Dan Campbell's toughness reflects Parcells pedigree
Everything seemed routine for the Cowboys tight ends clustered together on a five-hour flight from Dallas to training camp in Oxnard, California, in 2005. A young Sean Ryan and Jason Witten were headed to what would be another brutal Bill Parcells summer with their long-haired, camouflage-coated sensei, Dan Campbell.
But after they checked in and put their bags down, Campbell wasn't at their first tight ends meeting. They looked around and wondered what might keep one of the NFL's most hardcore veterans -- and now the Miami Dolphins' interim head coach -- away from the thing he loved most.
"Guys," position coach Paul Pasqualoni said, "Dan's in the emergency room right now."
On that quiet flight out of Texas, Campbell's appendix exploded, an extremely painful and potentially life-threatening kick to the gut that would cause most men to double over onto the beverage cart. Campbell didn't make a sound. No one had a clue.
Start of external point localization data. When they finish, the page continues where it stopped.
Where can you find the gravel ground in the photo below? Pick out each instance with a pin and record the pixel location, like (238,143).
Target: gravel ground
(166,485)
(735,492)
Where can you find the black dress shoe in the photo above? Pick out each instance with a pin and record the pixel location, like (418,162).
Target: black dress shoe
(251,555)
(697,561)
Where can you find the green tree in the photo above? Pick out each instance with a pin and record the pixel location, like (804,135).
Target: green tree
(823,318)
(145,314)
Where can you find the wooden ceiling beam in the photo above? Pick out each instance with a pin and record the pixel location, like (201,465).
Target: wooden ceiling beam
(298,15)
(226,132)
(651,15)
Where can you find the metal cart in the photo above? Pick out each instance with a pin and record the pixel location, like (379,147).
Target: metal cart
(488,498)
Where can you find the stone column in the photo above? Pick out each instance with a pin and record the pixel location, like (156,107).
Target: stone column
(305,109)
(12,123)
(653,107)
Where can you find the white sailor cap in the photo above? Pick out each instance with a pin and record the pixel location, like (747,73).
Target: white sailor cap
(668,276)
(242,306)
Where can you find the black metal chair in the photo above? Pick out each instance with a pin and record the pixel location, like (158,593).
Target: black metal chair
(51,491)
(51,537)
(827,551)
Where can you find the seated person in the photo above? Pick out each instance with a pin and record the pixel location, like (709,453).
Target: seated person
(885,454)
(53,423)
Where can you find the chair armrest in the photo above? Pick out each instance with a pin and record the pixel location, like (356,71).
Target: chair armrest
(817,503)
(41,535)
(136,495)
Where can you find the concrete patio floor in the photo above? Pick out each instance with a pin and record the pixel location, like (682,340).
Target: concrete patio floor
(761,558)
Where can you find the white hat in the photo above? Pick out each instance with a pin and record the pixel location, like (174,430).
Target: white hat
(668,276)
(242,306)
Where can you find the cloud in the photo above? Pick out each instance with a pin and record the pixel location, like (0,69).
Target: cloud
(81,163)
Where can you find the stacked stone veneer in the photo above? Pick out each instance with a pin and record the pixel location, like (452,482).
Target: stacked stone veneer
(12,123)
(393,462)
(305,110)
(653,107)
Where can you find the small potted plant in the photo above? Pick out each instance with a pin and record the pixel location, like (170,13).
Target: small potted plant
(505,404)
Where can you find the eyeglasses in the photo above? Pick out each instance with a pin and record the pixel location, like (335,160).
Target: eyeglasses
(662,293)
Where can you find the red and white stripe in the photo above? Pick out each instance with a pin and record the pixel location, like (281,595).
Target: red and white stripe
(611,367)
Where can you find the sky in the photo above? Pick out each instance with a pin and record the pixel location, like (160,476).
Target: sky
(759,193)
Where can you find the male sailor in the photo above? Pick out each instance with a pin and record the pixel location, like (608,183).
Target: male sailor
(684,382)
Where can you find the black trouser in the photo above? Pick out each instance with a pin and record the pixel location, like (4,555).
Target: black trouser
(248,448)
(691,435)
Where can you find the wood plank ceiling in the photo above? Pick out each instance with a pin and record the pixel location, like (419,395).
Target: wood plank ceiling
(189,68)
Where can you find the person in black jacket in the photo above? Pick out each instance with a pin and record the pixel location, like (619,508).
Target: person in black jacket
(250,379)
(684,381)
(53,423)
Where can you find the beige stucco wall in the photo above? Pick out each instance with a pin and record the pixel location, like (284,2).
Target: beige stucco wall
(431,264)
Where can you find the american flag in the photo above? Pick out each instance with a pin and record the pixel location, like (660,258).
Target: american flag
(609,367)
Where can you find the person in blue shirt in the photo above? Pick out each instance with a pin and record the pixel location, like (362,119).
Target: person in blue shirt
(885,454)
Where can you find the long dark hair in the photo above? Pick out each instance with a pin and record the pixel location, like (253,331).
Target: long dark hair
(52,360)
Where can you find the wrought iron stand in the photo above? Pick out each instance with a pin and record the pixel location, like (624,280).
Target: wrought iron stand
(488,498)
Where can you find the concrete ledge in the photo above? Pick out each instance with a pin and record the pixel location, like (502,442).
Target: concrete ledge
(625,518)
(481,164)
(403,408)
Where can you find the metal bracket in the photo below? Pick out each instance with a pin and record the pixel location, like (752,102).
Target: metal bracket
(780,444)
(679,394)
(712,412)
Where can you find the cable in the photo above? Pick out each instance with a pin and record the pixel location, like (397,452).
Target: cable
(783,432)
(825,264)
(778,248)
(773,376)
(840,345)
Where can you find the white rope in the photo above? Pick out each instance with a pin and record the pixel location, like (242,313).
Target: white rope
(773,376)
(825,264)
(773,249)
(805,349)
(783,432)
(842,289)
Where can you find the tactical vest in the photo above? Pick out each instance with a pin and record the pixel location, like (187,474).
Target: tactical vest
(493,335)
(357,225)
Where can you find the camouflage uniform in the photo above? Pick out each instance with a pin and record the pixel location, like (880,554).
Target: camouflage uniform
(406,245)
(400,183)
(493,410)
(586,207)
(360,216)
He returned to practice in about a week and won the Ed Block Courage award that season.
That was the Dan Campbell everyone knew.
"It was to the point where they were trying to hold him off the field so the stitches would heal," Ryan told Around The NFL this week. "He was just itching to get back on the practice field. He's just a testament to the old-time tough guys."
During his first news conference as an interim head coach last week, Campbell promised a tougher Miami Dolphins team after the bye week. In just a five-day span, he reshuffled the offensive staff, fired the defensive coordinator and took his first full-padded practice as an opportunity to run the Oklahoma Drill and ram his players together for the heck of it -- a far cry from the cozier confines of most collective bargaining agreement-era practices."
The best teams I've been a part of -- during the week they go after each other," Campbell said. "It's heated, it's intense. You can't just turn it on on Sunday.
"I don't care if it's Ndamukong Suh, Koa Misi, Jarvis Landry -- they have to be pushed, they have to be worked, they have to be challenged. That's the first thing I'm going to change. I want them all to compete."